Toute la famille n’avait qu’une pelisse pour se vêtir et se couvrir. Il est vrai que les enfants pouvaient se réchauffer en jouant et en courant et les grandes personnes en travaillant. Il y avait un autre moyen de se réchauffer, c’était de grimper sur le poêle où la température atteignait 40 degrés.

Il paraîtrait que la vie dans ces conditions devait être insupportable ; il n’en était rien en réalité.

Akoulina, la femme, nettoyait les enfants, cousait tout ce qu’il leur fallait, filait, tissait, blanchissait la toile, faisait la cuisine sur le grand poêle commun, se querellait et cancanait avec les voisines.

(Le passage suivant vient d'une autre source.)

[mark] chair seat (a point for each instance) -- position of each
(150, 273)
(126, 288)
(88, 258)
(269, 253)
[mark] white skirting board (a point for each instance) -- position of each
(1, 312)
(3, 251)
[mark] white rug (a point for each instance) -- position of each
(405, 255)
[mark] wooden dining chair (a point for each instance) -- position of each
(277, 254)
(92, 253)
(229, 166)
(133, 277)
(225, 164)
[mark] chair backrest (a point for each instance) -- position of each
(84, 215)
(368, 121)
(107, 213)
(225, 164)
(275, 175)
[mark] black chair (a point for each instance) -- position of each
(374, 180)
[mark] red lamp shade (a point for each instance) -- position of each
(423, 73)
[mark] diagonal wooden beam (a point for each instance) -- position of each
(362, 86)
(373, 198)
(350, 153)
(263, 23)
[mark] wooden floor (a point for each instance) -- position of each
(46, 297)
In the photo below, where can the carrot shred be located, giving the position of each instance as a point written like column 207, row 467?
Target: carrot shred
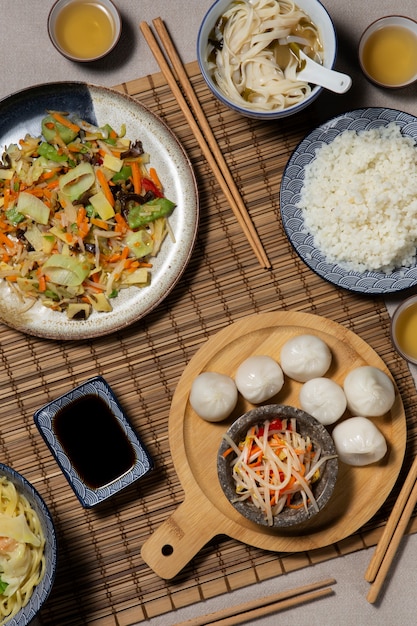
column 65, row 122
column 155, row 178
column 136, row 177
column 100, row 223
column 105, row 186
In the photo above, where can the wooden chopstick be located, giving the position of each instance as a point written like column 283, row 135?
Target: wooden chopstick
column 391, row 537
column 208, row 143
column 264, row 606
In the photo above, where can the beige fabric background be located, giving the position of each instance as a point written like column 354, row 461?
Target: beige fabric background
column 28, row 58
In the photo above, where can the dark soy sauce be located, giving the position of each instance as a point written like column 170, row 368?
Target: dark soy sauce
column 94, row 441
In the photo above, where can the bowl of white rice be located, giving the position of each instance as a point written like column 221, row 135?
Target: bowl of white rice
column 244, row 56
column 348, row 200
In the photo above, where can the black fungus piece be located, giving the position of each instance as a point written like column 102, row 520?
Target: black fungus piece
column 135, row 150
column 90, row 247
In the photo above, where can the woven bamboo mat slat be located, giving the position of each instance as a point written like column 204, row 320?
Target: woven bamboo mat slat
column 101, row 578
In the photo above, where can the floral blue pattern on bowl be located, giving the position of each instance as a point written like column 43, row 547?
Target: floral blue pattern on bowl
column 292, row 218
column 102, row 461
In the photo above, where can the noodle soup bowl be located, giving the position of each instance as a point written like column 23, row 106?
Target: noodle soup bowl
column 322, row 487
column 42, row 590
column 319, row 17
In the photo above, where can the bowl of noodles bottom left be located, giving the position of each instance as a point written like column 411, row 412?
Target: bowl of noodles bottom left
column 18, row 496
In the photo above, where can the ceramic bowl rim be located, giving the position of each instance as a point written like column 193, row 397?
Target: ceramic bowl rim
column 211, row 13
column 42, row 591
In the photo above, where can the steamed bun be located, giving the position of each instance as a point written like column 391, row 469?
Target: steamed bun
column 369, row 391
column 305, row 357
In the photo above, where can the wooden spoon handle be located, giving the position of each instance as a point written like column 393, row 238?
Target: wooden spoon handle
column 180, row 537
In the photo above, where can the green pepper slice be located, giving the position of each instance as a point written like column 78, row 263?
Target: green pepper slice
column 141, row 214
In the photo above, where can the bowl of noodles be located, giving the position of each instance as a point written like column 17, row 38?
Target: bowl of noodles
column 28, row 550
column 245, row 53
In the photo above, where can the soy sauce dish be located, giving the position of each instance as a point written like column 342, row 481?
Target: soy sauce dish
column 93, row 442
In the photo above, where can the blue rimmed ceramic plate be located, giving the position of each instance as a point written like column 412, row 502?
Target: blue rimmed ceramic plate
column 43, row 589
column 292, row 218
column 22, row 113
column 93, row 442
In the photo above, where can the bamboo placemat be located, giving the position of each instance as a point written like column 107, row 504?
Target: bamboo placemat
column 101, row 577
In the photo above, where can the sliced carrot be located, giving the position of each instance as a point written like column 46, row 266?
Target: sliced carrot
column 6, row 241
column 121, row 224
column 155, row 178
column 105, row 186
column 100, row 223
column 41, row 281
column 136, row 177
column 6, row 197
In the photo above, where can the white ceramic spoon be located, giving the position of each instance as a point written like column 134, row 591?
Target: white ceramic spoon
column 314, row 73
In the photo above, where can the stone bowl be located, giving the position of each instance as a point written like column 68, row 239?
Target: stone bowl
column 306, row 425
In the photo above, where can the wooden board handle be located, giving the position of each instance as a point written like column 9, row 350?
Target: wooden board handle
column 172, row 546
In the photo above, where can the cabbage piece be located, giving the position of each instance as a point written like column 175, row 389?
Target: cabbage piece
column 101, row 205
column 77, row 181
column 51, row 128
column 66, row 270
column 140, row 243
column 32, row 207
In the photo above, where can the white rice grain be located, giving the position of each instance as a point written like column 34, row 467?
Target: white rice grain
column 359, row 200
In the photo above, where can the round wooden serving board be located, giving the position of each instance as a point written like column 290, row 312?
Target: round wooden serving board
column 205, row 512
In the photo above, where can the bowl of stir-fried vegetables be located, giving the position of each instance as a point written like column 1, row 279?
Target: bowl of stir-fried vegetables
column 98, row 210
column 277, row 466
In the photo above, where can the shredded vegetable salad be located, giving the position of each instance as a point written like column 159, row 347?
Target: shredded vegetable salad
column 82, row 215
column 275, row 467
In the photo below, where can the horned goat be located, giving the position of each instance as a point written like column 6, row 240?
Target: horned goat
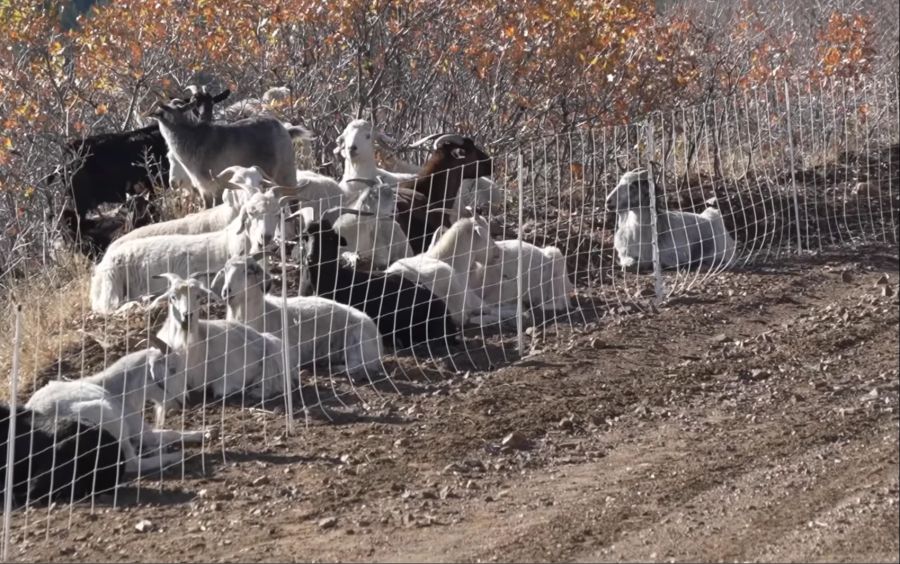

La part mensuelle du seigle que leur donnaient les maîtres était suffisante pour faire tout le pain de la famille et nourrir les poules. Le bois était à discrétion, le fourrage pour les bêtes aussi. On avait un petit morceau de terre pour potager. La vache avait ses petits, les poules, pondaient.

Polikei était attaché à l’écurie. Il avait charge de deux étalons, soignait les chevaux et le bétail ; nettoyait les sabots des chevaux et en cas de besoin les frictionnait avec une pommade de son invention.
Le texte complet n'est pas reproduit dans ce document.